Introduction

Overview

Neo4j’s Causal Clustering provides three main features:

  1. Safety: Core Servers provide a fault tolerant platform for transaction processing which will remain available while a simple majority of those Core Servers are functioning.

  2. Scale: Read Replicas provide a massively scalable platform for graph queries that enables very large graph workloads to be executed in a widely distributed topology.

  3. Causal consistency: when invoked, a client application is guaranteed to read at least its own writes.

Together, this allows the end-user system to be fully functional and both read and write to the database in the event of multiple hardware and network failures and makes reasoning about database interactions straightforward.

In the remainder of this section we will provide an overview of how causal clustering works in production, including both operational and application aspects.

Operational view

From an operational point of view, it is useful to view the cluster as being composed of servers with two different roles: Cores and Read Replicas.

causal clustering
Figure 1. Causal Cluster Architecture

The two roles are foundational in any production deployment but are managed at different scales from one another and undertake different roles in managing the fault tolerance and scalability of the overall cluster.

Core Servers

The main responsibility of Core Servers is to safeguard data. Core Servers do so by replicating all transactions using the Raft protocol. Raft ensures that the data is safely durable before confirming transaction commit to the end user application. In practice this means once a majority of Core Servers in a cluster (N/2+1) have accepted the transaction, it is safe to acknowledge the commit to the end user application.

The safety requirement has an impact on write latency. Implicitly writes will be acknowledged by the fastest majority, but as the number of Core Servers in the cluster grows so do the size of the majority needed to acknowledge a write.

In practice this means that there are relatively few machines in a typical Core Server cluster, enough to provide sufficient fault tolerance for the specific deployment. This is calculated with the formula M = 2F + 1 where M is the number of Core Servers required to tolerate F faults. For example:

  • In order to tolerate two failed Core Servers we would need to deploy a cluster of five Cores.

  • The smallest fault tolerant cluster, a cluster that can tolerate one fault, must have three Cores.

  • It is also possible to create a Causal Cluster consisting of only two Cores. However, that cluster will not be fault-tolerant. If one of the two servers fails, the remaining server will become read-only.

Should the cluster suffer enough Core failures then it can no longer process writes and it will become read-only to preserve safety.

Read Replicas

The main responsibility of Read Replicas is to scale out graph workloads. Read Replicas act like caches for the graph data that the Core Servers safeguard and are fully capable of executing arbitrary (read-only) queries and procedures.

Read Replicas are asynchronously replicated from Core Servers via transaction log shipping. They will periodically poll an upstream server for new transactions and have these shipped over. Many Read Replicas can be fed data from a relatively small number of Core Servers, allowing for a large fan out of the query workload for scale.
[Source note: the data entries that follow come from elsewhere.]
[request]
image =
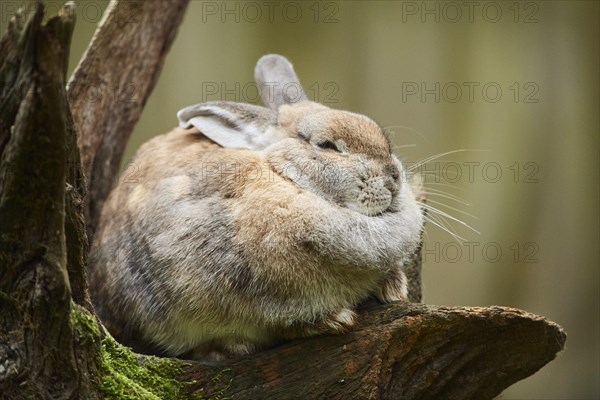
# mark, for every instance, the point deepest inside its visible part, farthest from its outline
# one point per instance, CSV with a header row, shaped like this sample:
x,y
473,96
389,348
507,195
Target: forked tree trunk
x,y
52,346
Read Replicas should typically be run in relatively large numbers and treated as disposable. Losing a Read Replica does not impact the cluster’s availability, aside from the loss of its fraction of graph query throughput. It does not affect the fault tolerance capabilities of the cluster.

Causal consistency

While the operational mechanics of the cluster are interesting from an application point of view, it is also helpful to think about how applications will use the database to get their work done. In an application we typically want to read from the graph and write to the graph. Depending on the nature of the workload we usually want reads from the graph to take into account previous writes to ensure causal consistency.

Causal consistency is one of numerous consistency models used in distributed computing. It ensures that causally related operations are seen by every instance in the system in the same order. Consequently, client applications are guaranteed to read their own writes, regardless of which instance they communicate with. This simplifies interaction with large clusters, allowing clients to treat them as a single (logical) server.
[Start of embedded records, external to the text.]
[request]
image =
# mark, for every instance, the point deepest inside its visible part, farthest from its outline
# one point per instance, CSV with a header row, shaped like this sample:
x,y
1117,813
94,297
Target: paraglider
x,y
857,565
Causal consistency makes it possible to write to Core Servers (where data is safe) and read those writes from a Read Replica (where graph operations are scaled out). For example, causal consistency guarantees that the write which created a user account will be present when that same user subsequently attempts to log in.

causal clustering drivers
Figure 2. Causal Cluster setup with causal consistency via Neo4j drivers

On executing a transaction, the client can ask for a bookmark which it then presents as a parameter to subsequent transactions. Using that bookmark the cluster can ensure that only servers which have processed the client’s bookmarked transaction will run its next transaction. This provides a causal chain which ensures correct read-after-write semantics from the client’s point of view.
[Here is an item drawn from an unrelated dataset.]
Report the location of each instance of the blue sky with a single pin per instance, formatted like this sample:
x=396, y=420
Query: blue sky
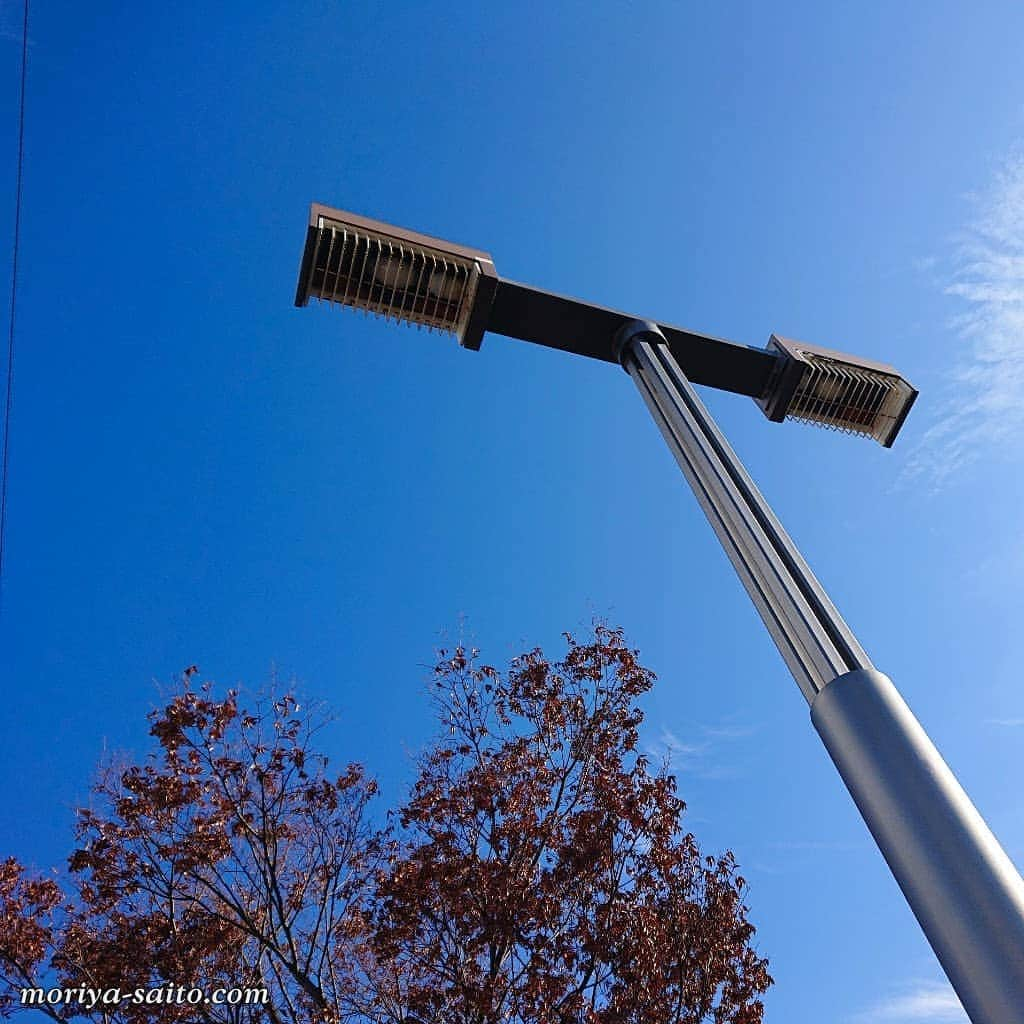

Aside from the bookmark everything else is handled by the cluster. The database drivers work with the cluster topology manager to choose the most appropriate Core Servers and Read Replicas to provide high quality of service.

Summary

In this section we have examined Causal Clustering at a high level from an operational and an application development point of view. We now understand that the Core Servers are responsible for the long-term safekeeping of data while the more numerous Read Replicas are responsible for scaling out graph query workloads. Reasoning about this powerful architecture is greatly simplified by the Neo4j drivers which abstract the cluster topology to easily provide read levels like causal consistency.